Pubdate: Sat, 29 Dec 2012
Source: Irish Times, The (Ireland)
Copyright: 2012 The Irish Times
Contact:  http://www.irishtimes.com/
Details: http://www.mapinc.org/media/214

GUN FEUDS RISE WHILE COCAINE USE FALLS

The term of the Garda Commissioner, Martin Callinan, has just been
extended by two years. While seen as an effective officer who is
across his brief, making the most of reduced resources, Callinan has
also had the good fortune to be in office at a time that crime is falling.

Recorded crime peaked in 2008 and has reduced yearly since, with the
overall drop at 13 per cent to the end of 2011. Homicide and gun crime
have both almost halved, while drug crime is down by more than 25 per
cent. Burglary is the only crime to buck the recent falling trends.
Public-order offences, sex crimes, assaults, thefts and others are all
down. While the received wisdom is that crime rises in recession, this
is not happening in many countries.

Garda sources say that, with spending power down, alcohol and
recreational drug consumption have fallen, leading to a drop in crimes
linked to the drugs trade, including gun crime, and offences by drunk
people, such as public disorder and street violence.

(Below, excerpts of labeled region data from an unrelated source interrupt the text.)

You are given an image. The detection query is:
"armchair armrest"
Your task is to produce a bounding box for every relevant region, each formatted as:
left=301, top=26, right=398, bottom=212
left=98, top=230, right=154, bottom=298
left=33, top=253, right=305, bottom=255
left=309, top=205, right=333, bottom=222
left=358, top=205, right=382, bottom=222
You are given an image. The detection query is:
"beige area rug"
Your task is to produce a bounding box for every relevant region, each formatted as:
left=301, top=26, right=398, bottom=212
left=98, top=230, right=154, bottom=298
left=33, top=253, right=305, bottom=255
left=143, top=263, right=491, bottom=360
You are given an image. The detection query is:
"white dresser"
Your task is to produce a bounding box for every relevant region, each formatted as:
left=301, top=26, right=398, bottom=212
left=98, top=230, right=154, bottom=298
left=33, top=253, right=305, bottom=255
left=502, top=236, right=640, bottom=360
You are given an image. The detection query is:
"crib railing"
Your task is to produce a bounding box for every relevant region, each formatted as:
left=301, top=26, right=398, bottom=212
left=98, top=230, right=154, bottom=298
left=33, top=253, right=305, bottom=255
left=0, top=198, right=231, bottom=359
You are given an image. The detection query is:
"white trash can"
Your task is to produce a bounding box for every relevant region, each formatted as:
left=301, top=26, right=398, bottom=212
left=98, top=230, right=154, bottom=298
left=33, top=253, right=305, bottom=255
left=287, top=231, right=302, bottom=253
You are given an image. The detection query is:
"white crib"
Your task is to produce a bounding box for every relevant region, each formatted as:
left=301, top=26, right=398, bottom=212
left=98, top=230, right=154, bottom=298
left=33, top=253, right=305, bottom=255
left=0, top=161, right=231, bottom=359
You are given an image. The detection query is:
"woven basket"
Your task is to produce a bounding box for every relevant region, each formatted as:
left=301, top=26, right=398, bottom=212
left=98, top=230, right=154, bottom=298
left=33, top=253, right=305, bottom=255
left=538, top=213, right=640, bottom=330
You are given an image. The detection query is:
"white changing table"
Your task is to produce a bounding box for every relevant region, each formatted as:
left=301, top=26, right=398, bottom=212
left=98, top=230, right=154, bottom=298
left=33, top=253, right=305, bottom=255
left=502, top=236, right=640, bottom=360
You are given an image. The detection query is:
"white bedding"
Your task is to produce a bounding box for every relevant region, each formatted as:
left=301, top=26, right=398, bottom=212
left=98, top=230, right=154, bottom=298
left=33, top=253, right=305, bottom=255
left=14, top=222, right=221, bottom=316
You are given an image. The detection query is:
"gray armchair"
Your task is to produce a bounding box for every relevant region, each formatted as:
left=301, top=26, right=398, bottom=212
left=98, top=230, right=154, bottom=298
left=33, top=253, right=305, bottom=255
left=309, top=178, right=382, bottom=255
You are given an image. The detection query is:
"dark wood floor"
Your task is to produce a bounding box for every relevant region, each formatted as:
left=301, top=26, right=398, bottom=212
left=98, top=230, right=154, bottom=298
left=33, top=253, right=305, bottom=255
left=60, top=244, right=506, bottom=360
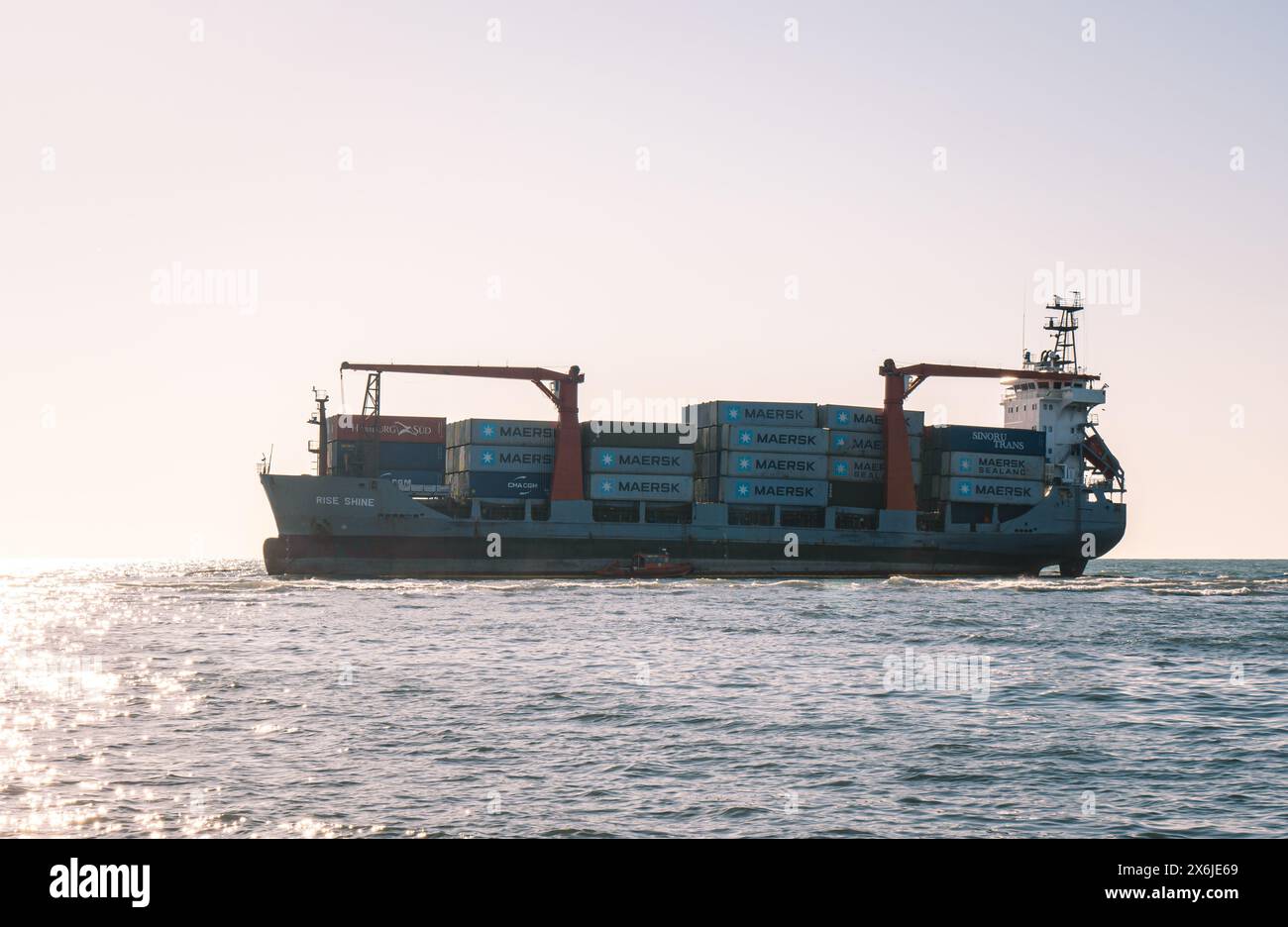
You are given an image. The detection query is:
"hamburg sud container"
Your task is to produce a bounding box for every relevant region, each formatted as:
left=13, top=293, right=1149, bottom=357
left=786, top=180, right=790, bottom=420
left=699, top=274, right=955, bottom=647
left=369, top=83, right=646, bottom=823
left=585, top=447, right=693, bottom=476
left=930, top=451, right=1046, bottom=480
left=818, top=406, right=926, bottom=437
left=698, top=425, right=827, bottom=455
left=447, top=419, right=555, bottom=447
left=326, top=415, right=447, bottom=445
left=447, top=445, right=555, bottom=472
left=447, top=470, right=550, bottom=501
left=684, top=399, right=818, bottom=428
left=587, top=472, right=693, bottom=502
left=940, top=476, right=1043, bottom=505
left=718, top=451, right=827, bottom=479
left=827, top=429, right=921, bottom=463
left=581, top=420, right=697, bottom=448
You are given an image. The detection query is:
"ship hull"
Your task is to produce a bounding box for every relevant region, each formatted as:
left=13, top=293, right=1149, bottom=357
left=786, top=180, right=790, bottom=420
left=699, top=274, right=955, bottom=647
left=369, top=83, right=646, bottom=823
left=262, top=475, right=1126, bottom=578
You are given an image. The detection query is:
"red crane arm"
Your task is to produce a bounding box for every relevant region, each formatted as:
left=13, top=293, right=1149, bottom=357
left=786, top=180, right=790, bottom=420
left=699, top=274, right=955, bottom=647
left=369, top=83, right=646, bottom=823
left=340, top=360, right=587, bottom=382
left=340, top=360, right=587, bottom=502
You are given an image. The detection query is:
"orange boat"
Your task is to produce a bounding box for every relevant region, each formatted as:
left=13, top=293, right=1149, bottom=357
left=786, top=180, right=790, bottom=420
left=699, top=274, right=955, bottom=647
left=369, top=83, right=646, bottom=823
left=595, top=550, right=693, bottom=579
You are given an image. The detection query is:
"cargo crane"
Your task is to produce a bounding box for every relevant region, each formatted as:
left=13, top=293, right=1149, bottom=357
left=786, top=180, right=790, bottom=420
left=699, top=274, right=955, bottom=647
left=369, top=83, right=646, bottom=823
left=877, top=292, right=1126, bottom=511
left=340, top=360, right=587, bottom=502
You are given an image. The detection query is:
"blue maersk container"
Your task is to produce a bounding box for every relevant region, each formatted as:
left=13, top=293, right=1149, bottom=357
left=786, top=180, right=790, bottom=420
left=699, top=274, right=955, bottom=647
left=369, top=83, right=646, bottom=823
left=447, top=445, right=555, bottom=472
left=927, top=425, right=1046, bottom=458
left=587, top=472, right=693, bottom=502
left=827, top=429, right=921, bottom=463
left=447, top=419, right=555, bottom=447
left=715, top=425, right=827, bottom=454
left=720, top=451, right=827, bottom=479
left=720, top=476, right=827, bottom=506
left=818, top=406, right=926, bottom=435
left=684, top=399, right=818, bottom=428
left=585, top=447, right=693, bottom=476
left=941, top=476, right=1043, bottom=505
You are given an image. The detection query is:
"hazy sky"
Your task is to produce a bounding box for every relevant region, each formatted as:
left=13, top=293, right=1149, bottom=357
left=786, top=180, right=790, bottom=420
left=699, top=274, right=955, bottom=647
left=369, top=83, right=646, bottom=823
left=0, top=0, right=1288, bottom=557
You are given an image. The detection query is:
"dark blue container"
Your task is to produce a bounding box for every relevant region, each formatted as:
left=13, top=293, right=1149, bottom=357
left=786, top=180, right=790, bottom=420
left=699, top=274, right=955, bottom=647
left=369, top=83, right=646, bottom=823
left=927, top=425, right=1046, bottom=458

However, there are clear signs that gangland crime, in particular, is
not ready to pack up and disappear. In 2008 the value of drugs seized
across the State exceeded EUR 100 million. In 2009 it fell to EUR 42
million, and EUR 28 million in 2010. Last year it bounced back to EUR 89.5
million, and this year's seizures to September were EUR 90 million. The
value of total drug seizures for 2012 will be in line with those
record boomtime levels, but this doesn't mean organised crime is
stronger than ever.

Cocaine trade drove the growth in gangland crime in the boom and
remains depressed. A lot of the feuding that went with it, in the
Dublin suburbs of Finglas, Blanchardstown, Coolock, Crumlin and
Drimnagh and in parts of Limerick, has eased. But in recent years
cannabis grow houses have increased exponentially; the vastly
increased seizures of cannabis have bolstered an otherwise ailing
drugs trade.

Most of these operations are run by Chinese and Vietnamese gangs. And
while the established feuding between Irish gangs has fallen off, a
super feud between the Real IRA and a number of gangs in Dublin has
taken over, leading to a number of murders in recent years, with
efforts by the gangs to resist RIRA extortion demands spawning
significant violence. The shooting dead of a key Real IRA figure, Alan
Ryan, in Dublin in September and the killing of the veteran criminal
Eamon Kelly nearly four weeks ago significantly escalated hostilities.
In Garda security briefings that Minister Alan Shatter gets now, this
dispute will dwarf everything else.

With 100 Garda stations to close and Garda numbers to fall to 13,000
in 2013, any surge in that feud or other gangland violence will see
Shatter under extreme pressure.

A black-market trade has also emerged in drugs banned just over two
years ago in anti-head shop legislation, and ecstasy is showing a
resurgence, with a number of deaths reported from both in recent months.